QA Checklist Before You Ship
Automation doesn’t mean abdication. Run through this list before trusting the pipeline with a live release:
- Character limits respected. iOS App Store: 4,000 characters. Google Play “What’s New”: 500 characters. Truncate, don’t let the store truncate for you.
- No internal jargon. “Refactored the DI container” means nothing to users. “Improved app startup speed” does.
- Breaking changes called out. If you deprecated an API or removed a feature, it goes at the top. Bold it.
- No placeholder text. The AI occasionally outputs “describe the fix here” or “[feature description].” Add a grep check for bracket patterns.
- Tone matches your brand. A banking app and a gaming app should not sound the same. Review one release note from each against your style guide.

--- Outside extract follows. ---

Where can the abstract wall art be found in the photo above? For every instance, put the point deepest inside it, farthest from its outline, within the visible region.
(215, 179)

- Links are tested. If you’re linking to a changelog page or blog post, the URL needs to work on launch day — not just in staging.
Getting Started Tomorrow
You don’t need a weekend project. You need one hour. Here’s the minimal viable pipeline:
- Adopt conventional commits in your next sprint. Install commitlint in CI to enforce it. This is the foundation and it costs you nothing except a slight adjustment to how you type commit messages.
- Write a 20-line shell script that runs
git logbetween the last two tags, pipes the output to your AI API of choice with a well-structured prompt, and saves the result to a file. Test it on your last three releases to calibrate the prompt. - Wire it into your CI as an optional step — not a blocker. Let it run alongside your build for a sprint or two while you build confidence in the output.
After three or four releases, you’ll wonder why you ever wrote these things by hand. The AI won’t write literary masterpieces. It won’t capture the inside joke your team shares about the checkout screen. But it’ll produce release notes that are accurate, readable, and — crucially — done. And done beats perfect every single time.